# askETC

`askETC` is a distilled local corpus for answering questions about Ethereum Classic philosophy, ETC history, and adjacent cryptocurrency theory from the materials already present in this workspace.

## Layout

- `corpus/`: copied source documents with original relative paths preserved
- `core-canon/`: smaller first-pass canon built from `config/core_canon.tsv`
- `config/core_canon.tsv`: explicit canon definition with section and inclusion reason
- `indexes/`: generated indexes for `corpus/` and `core-canon/`
- `packed/`: LLM-ready mega-context exports in `TXT` and `HTML`
- `manifests/manifest.tsv`: one row per copied file with category, provenance, and inclusion reason
- `manifests/core_canon_manifest.tsv`: one row per canon file with section, provenance, and reason
- `manifests/all_files.txt`: full current file list for the `asketc` subtree
- `manifests/summary.json`: corpus counts by category
- `manifests/core_canon_summary.json`: canon counts by section and source category
- `query_etc.py`: local query and index rebuild tool

## Included

- Primary doctrine: Declaration of Independence, Classic Guide, FAQ, redesign text, and a few high-value framing docs
- Governance specs: English ECIP markdown specs and the ECIPs README
- Blog history: official ETC English blog posts from 2015-2020 plus later history/governance posts
- Blog philosophy: official ETC philosophy-tagged English blog posts
- Blog course: ETC course and proof-of-work course posts covering ETC, Bitcoin, PoW, monetary policy, and related theory

## Core Canon

The core canon is intentionally narrower and English-first. It keeps the primary ETC doctrine, founding history, the key monetary-policy and governance reference, and a selected set of modern philosophy/course essays that best explain ETC's recurring claims about:

- Code Is Law
- immutability
- decentralization
- trust minimization
- proof of work
- monetary policy
- ETC versus ETH

The canon definition is editable in `config/core_canon.tsv`. Rebuilding does not touch `corpus/`; it only refreshes `core-canon/`, the core manifest, and the generated indexes.

## Core Vs Full

`core-canon/` is the curated first-pass reading set. It is the smaller, higher-signal subset you would keep in standing LLM context when you want ETC's main philosophical claims, origin story, and monetary-policy thesis without hauling the whole archive into the prompt.
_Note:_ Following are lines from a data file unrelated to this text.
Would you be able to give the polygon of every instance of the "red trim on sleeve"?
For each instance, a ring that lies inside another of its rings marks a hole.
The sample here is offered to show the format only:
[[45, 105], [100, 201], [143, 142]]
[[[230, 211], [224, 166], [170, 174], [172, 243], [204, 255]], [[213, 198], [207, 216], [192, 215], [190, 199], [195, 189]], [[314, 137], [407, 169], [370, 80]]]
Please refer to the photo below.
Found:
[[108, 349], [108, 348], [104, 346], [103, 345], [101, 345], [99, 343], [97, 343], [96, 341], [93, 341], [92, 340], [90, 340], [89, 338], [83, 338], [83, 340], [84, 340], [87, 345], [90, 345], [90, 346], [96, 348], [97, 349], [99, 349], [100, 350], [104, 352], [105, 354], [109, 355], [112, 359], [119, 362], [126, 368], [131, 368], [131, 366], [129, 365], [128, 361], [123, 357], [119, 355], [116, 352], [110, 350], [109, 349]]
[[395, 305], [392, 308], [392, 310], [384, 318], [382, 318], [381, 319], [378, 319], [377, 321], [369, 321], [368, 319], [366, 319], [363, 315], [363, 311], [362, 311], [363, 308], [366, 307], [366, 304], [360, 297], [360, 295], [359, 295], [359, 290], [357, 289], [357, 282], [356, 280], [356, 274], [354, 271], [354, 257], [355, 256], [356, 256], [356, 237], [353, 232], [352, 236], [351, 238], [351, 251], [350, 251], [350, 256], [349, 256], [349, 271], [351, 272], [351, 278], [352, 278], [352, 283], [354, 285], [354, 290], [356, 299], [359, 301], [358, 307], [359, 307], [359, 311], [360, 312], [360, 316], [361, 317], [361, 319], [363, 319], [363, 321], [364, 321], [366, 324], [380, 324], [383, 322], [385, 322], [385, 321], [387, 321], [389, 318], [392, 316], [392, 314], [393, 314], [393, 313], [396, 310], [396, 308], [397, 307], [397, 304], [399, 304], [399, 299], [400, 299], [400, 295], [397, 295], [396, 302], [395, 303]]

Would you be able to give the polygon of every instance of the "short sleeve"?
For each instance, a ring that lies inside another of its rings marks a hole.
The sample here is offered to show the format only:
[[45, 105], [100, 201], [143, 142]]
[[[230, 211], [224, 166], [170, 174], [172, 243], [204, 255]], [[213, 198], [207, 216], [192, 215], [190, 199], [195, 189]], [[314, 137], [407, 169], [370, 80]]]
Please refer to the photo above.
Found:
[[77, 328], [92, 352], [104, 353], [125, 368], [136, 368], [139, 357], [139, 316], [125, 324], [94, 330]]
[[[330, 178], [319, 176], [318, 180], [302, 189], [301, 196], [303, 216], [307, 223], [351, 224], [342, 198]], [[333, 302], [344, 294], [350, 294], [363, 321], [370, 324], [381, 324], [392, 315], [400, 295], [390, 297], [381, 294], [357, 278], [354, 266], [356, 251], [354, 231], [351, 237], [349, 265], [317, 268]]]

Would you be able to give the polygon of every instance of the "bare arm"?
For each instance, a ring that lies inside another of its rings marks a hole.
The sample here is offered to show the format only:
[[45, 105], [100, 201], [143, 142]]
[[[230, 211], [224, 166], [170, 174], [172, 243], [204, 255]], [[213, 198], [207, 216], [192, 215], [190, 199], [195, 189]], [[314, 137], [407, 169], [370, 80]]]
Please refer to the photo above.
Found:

`corpus/` is the broader research set. It contains the canon material plus a much larger supporting body of official ETC blog history, course material, ECIPs, reference texts, translations, and adjacent historical documents. Use it when you need depth, corroboration, or retrieval beyond the main canon.

In practice:

- use `core-canon/` for direct prompt stuffing, default answers, and high-signal summaries
- use `corpus/` for retrieval, corroboration, niche topics, and longer historical or governance questions
- use the packed `core` files when a model has a smaller context window
- use the packed `full` files only on very large-context models or when you explicitly want a single mega-context artifact

## Packed Context

The packed exports are meant for direct LLM ingestion when you want a single deterministic context artifact instead of retrieval at query time.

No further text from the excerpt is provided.